Station: [2] Peder Severin Krøyer: "From the South Beach, Skagen", 1883


This vertical-format painting shows the south beach of Skagen. It stretches in a slight curve into the distance, taking up more than three quarters of the picture surface. Dunes rise on the horizon and the sea extends to the right. Above is a narrow strip of dark, bleak sky.

The viewer’s standpoint is in the middle of the whitewashed sand. Footsteps along the water’s edge catch the eye. They lead to a small, dark figure walking in the distance below the horizon and scaring a flock of seagulls which fly away above the sea.

The figure underscores the vastness of the landscape and, in its solitude, epitomises the essential mood of the painting: as twilight sets in, the cool blue of the sky descends over the landscape, exuding calm as well as a certain wistfulness. The tranquillity and contemplation Krøyer visualises here reflects the seclusion the painters sought and found in Skagen.

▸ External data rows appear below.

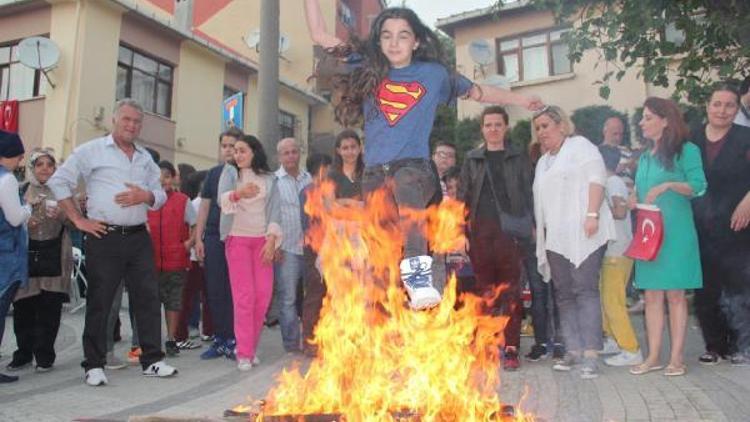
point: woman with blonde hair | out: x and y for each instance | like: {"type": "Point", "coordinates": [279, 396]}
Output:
{"type": "Point", "coordinates": [574, 225]}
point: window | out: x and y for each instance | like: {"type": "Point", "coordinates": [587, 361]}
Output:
{"type": "Point", "coordinates": [18, 82]}
{"type": "Point", "coordinates": [287, 122]}
{"type": "Point", "coordinates": [533, 56]}
{"type": "Point", "coordinates": [145, 80]}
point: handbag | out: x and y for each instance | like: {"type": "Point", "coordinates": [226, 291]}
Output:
{"type": "Point", "coordinates": [45, 257]}
{"type": "Point", "coordinates": [649, 233]}
{"type": "Point", "coordinates": [515, 226]}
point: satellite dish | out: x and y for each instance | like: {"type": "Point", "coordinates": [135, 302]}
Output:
{"type": "Point", "coordinates": [39, 53]}
{"type": "Point", "coordinates": [253, 41]}
{"type": "Point", "coordinates": [481, 52]}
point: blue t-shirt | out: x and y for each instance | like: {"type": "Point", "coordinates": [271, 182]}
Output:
{"type": "Point", "coordinates": [399, 119]}
{"type": "Point", "coordinates": [210, 191]}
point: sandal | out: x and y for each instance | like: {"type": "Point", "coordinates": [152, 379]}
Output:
{"type": "Point", "coordinates": [644, 368]}
{"type": "Point", "coordinates": [675, 371]}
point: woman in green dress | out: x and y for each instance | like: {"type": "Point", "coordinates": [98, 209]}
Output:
{"type": "Point", "coordinates": [669, 174]}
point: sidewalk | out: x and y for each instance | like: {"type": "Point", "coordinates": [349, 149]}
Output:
{"type": "Point", "coordinates": [207, 388]}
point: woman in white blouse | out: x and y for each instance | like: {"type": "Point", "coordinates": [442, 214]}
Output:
{"type": "Point", "coordinates": [573, 228]}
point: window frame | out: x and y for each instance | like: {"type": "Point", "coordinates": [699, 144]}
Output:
{"type": "Point", "coordinates": [548, 44]}
{"type": "Point", "coordinates": [130, 68]}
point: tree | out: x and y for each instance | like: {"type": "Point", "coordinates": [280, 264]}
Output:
{"type": "Point", "coordinates": [713, 38]}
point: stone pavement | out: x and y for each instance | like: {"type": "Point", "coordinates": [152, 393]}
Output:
{"type": "Point", "coordinates": [204, 389]}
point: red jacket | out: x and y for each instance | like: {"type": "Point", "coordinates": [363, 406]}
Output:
{"type": "Point", "coordinates": [169, 233]}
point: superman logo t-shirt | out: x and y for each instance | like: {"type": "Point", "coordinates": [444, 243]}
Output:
{"type": "Point", "coordinates": [400, 116]}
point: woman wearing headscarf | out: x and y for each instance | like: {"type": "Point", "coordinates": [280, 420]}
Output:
{"type": "Point", "coordinates": [13, 215]}
{"type": "Point", "coordinates": [37, 307]}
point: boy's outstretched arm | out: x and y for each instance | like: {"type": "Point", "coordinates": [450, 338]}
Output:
{"type": "Point", "coordinates": [493, 95]}
{"type": "Point", "coordinates": [316, 25]}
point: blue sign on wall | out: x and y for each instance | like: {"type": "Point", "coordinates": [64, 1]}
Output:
{"type": "Point", "coordinates": [233, 112]}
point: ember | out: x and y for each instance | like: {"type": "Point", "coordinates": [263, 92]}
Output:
{"type": "Point", "coordinates": [376, 357]}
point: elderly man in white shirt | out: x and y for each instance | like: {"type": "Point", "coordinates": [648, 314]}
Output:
{"type": "Point", "coordinates": [122, 183]}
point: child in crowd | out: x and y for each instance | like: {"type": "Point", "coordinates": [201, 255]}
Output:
{"type": "Point", "coordinates": [170, 228]}
{"type": "Point", "coordinates": [399, 79]}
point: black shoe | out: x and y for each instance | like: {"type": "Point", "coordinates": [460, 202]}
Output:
{"type": "Point", "coordinates": [7, 378]}
{"type": "Point", "coordinates": [171, 348]}
{"type": "Point", "coordinates": [537, 353]}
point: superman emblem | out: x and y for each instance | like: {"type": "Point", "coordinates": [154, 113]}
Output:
{"type": "Point", "coordinates": [396, 99]}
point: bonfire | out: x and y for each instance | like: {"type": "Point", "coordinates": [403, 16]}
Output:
{"type": "Point", "coordinates": [377, 359]}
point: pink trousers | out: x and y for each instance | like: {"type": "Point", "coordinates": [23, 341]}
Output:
{"type": "Point", "coordinates": [252, 286]}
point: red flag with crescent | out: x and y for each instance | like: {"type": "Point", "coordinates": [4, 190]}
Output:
{"type": "Point", "coordinates": [649, 233]}
{"type": "Point", "coordinates": [396, 99]}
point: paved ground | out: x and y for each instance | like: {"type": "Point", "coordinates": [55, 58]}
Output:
{"type": "Point", "coordinates": [204, 389]}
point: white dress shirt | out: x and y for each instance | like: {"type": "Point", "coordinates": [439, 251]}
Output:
{"type": "Point", "coordinates": [106, 168]}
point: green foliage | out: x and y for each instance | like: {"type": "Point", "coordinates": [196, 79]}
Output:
{"type": "Point", "coordinates": [589, 122]}
{"type": "Point", "coordinates": [629, 35]}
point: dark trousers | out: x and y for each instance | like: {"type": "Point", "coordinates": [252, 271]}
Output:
{"type": "Point", "coordinates": [6, 298]}
{"type": "Point", "coordinates": [195, 285]}
{"type": "Point", "coordinates": [218, 289]}
{"type": "Point", "coordinates": [410, 184]}
{"type": "Point", "coordinates": [111, 259]}
{"type": "Point", "coordinates": [497, 263]}
{"type": "Point", "coordinates": [314, 292]}
{"type": "Point", "coordinates": [36, 320]}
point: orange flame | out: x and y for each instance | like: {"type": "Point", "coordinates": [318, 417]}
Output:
{"type": "Point", "coordinates": [376, 357]}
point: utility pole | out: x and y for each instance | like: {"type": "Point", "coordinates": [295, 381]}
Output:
{"type": "Point", "coordinates": [268, 79]}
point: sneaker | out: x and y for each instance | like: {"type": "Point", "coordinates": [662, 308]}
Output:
{"type": "Point", "coordinates": [740, 359]}
{"type": "Point", "coordinates": [114, 363]}
{"type": "Point", "coordinates": [510, 360]}
{"type": "Point", "coordinates": [95, 377]}
{"type": "Point", "coordinates": [244, 364]}
{"type": "Point", "coordinates": [589, 369]}
{"type": "Point", "coordinates": [15, 365]}
{"type": "Point", "coordinates": [170, 346]}
{"type": "Point", "coordinates": [416, 274]}
{"type": "Point", "coordinates": [567, 362]}
{"type": "Point", "coordinates": [188, 344]}
{"type": "Point", "coordinates": [42, 369]}
{"type": "Point", "coordinates": [134, 355]}
{"type": "Point", "coordinates": [610, 347]}
{"type": "Point", "coordinates": [537, 353]}
{"type": "Point", "coordinates": [159, 369]}
{"type": "Point", "coordinates": [710, 358]}
{"type": "Point", "coordinates": [558, 352]}
{"type": "Point", "coordinates": [625, 358]}
{"type": "Point", "coordinates": [215, 350]}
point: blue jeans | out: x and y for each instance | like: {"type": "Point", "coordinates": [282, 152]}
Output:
{"type": "Point", "coordinates": [6, 298]}
{"type": "Point", "coordinates": [287, 275]}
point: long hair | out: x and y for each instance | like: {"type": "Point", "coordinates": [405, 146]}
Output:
{"type": "Point", "coordinates": [675, 134]}
{"type": "Point", "coordinates": [338, 162]}
{"type": "Point", "coordinates": [356, 86]}
{"type": "Point", "coordinates": [259, 163]}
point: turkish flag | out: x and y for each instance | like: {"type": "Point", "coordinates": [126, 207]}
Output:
{"type": "Point", "coordinates": [649, 233]}
{"type": "Point", "coordinates": [9, 116]}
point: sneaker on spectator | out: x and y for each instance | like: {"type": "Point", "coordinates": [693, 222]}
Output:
{"type": "Point", "coordinates": [610, 347]}
{"type": "Point", "coordinates": [740, 359]}
{"type": "Point", "coordinates": [215, 350]}
{"type": "Point", "coordinates": [537, 353]}
{"type": "Point", "coordinates": [510, 359]}
{"type": "Point", "coordinates": [558, 352]}
{"type": "Point", "coordinates": [589, 368]}
{"type": "Point", "coordinates": [710, 358]}
{"type": "Point", "coordinates": [113, 362]}
{"type": "Point", "coordinates": [159, 369]}
{"type": "Point", "coordinates": [188, 344]}
{"type": "Point", "coordinates": [416, 274]}
{"type": "Point", "coordinates": [95, 377]}
{"type": "Point", "coordinates": [567, 362]}
{"type": "Point", "coordinates": [625, 358]}
{"type": "Point", "coordinates": [134, 355]}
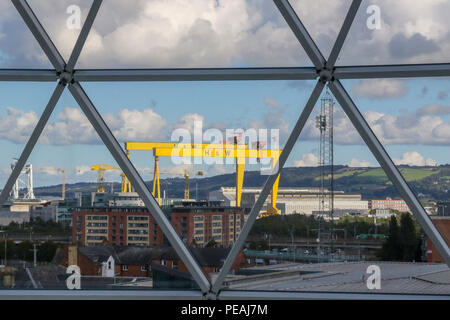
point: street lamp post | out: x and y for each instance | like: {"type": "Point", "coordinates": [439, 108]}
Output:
{"type": "Point", "coordinates": [5, 237]}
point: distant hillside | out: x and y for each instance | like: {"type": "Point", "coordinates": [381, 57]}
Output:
{"type": "Point", "coordinates": [428, 182]}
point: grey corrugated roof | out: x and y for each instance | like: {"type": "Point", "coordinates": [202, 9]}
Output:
{"type": "Point", "coordinates": [396, 277]}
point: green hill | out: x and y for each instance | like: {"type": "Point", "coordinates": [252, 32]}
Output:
{"type": "Point", "coordinates": [427, 182]}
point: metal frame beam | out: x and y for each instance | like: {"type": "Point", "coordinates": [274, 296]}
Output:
{"type": "Point", "coordinates": [40, 34]}
{"type": "Point", "coordinates": [301, 33]}
{"type": "Point", "coordinates": [293, 137]}
{"type": "Point", "coordinates": [83, 35]}
{"type": "Point", "coordinates": [393, 71]}
{"type": "Point", "coordinates": [389, 167]}
{"type": "Point", "coordinates": [32, 141]}
{"type": "Point", "coordinates": [197, 295]}
{"type": "Point", "coordinates": [138, 183]}
{"type": "Point", "coordinates": [200, 74]}
{"type": "Point", "coordinates": [343, 33]}
{"type": "Point", "coordinates": [28, 75]}
{"type": "Point", "coordinates": [102, 129]}
{"type": "Point", "coordinates": [323, 69]}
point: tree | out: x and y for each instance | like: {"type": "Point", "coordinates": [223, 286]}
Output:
{"type": "Point", "coordinates": [392, 249]}
{"type": "Point", "coordinates": [408, 238]}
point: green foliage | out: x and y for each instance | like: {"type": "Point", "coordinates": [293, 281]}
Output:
{"type": "Point", "coordinates": [259, 245]}
{"type": "Point", "coordinates": [24, 251]}
{"type": "Point", "coordinates": [299, 225]}
{"type": "Point", "coordinates": [403, 243]}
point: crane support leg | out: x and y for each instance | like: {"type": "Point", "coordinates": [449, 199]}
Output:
{"type": "Point", "coordinates": [240, 168]}
{"type": "Point", "coordinates": [273, 208]}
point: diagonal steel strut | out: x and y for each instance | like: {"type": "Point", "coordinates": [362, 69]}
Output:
{"type": "Point", "coordinates": [103, 131]}
{"type": "Point", "coordinates": [389, 167]}
{"type": "Point", "coordinates": [268, 186]}
{"type": "Point", "coordinates": [364, 130]}
{"type": "Point", "coordinates": [138, 183]}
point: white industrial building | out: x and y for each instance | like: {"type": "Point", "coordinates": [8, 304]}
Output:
{"type": "Point", "coordinates": [293, 200]}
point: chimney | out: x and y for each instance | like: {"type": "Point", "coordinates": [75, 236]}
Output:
{"type": "Point", "coordinates": [72, 255]}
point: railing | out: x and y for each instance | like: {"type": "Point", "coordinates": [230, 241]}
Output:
{"type": "Point", "coordinates": [293, 256]}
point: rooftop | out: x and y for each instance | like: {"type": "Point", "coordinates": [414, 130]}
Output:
{"type": "Point", "coordinates": [396, 277]}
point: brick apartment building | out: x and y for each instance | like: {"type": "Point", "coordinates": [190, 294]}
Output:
{"type": "Point", "coordinates": [388, 203]}
{"type": "Point", "coordinates": [197, 223]}
{"type": "Point", "coordinates": [115, 225]}
{"type": "Point", "coordinates": [442, 223]}
{"type": "Point", "coordinates": [131, 261]}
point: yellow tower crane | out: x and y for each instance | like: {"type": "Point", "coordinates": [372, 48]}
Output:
{"type": "Point", "coordinates": [101, 169]}
{"type": "Point", "coordinates": [239, 152]}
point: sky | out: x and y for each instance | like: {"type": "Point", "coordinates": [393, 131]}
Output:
{"type": "Point", "coordinates": [411, 117]}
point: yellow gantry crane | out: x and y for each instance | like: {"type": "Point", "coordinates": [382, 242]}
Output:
{"type": "Point", "coordinates": [101, 169]}
{"type": "Point", "coordinates": [239, 152]}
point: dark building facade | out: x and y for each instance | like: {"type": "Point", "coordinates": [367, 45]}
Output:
{"type": "Point", "coordinates": [198, 223]}
{"type": "Point", "coordinates": [115, 225]}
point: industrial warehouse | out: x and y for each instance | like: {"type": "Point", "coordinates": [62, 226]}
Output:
{"type": "Point", "coordinates": [224, 150]}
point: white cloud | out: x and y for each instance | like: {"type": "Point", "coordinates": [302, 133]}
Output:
{"type": "Point", "coordinates": [308, 160]}
{"type": "Point", "coordinates": [82, 169]}
{"type": "Point", "coordinates": [136, 125]}
{"type": "Point", "coordinates": [48, 170]}
{"type": "Point", "coordinates": [356, 163]}
{"type": "Point", "coordinates": [188, 122]}
{"type": "Point", "coordinates": [16, 125]}
{"type": "Point", "coordinates": [434, 110]}
{"type": "Point", "coordinates": [414, 158]}
{"type": "Point", "coordinates": [407, 128]}
{"type": "Point", "coordinates": [159, 33]}
{"type": "Point", "coordinates": [380, 89]}
{"type": "Point", "coordinates": [72, 127]}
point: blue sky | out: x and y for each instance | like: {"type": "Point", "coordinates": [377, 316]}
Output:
{"type": "Point", "coordinates": [411, 117]}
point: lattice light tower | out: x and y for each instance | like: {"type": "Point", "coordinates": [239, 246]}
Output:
{"type": "Point", "coordinates": [324, 122]}
{"type": "Point", "coordinates": [28, 171]}
{"type": "Point", "coordinates": [324, 71]}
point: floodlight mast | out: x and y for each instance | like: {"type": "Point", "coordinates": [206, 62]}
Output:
{"type": "Point", "coordinates": [323, 70]}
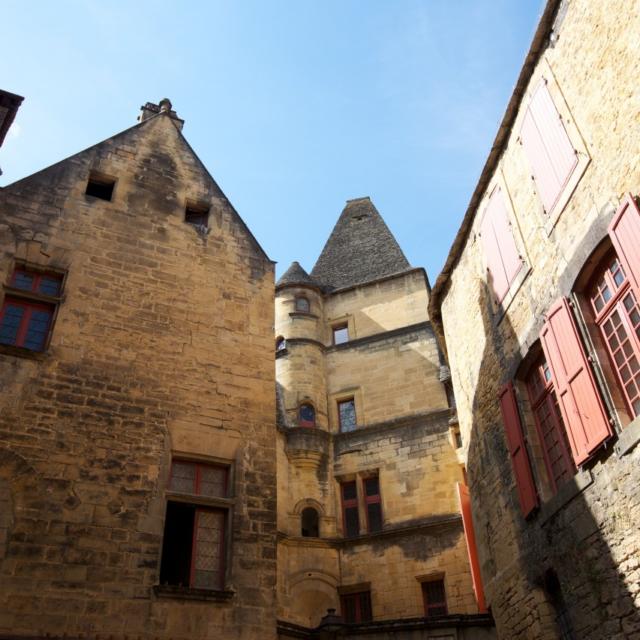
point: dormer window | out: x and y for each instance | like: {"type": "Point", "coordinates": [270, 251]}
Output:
{"type": "Point", "coordinates": [302, 304]}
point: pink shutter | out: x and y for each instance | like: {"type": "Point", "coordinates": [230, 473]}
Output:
{"type": "Point", "coordinates": [472, 550]}
{"type": "Point", "coordinates": [580, 404]}
{"type": "Point", "coordinates": [501, 253]}
{"type": "Point", "coordinates": [511, 260]}
{"type": "Point", "coordinates": [624, 231]}
{"type": "Point", "coordinates": [517, 450]}
{"type": "Point", "coordinates": [547, 146]}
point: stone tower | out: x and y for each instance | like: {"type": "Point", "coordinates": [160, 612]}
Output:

The bluish atmospheric glow of the landscape, in particular, was characteristic of Peder Severin Krøyer’s Skagen paintings and expressive of his individual passion for Nordic light: “Skagen can look terribly boring in broad daylight, when the weather is good ... But when the sun is going down … that has, in recent years, been my favourite moment.” It is the time of the blue hour.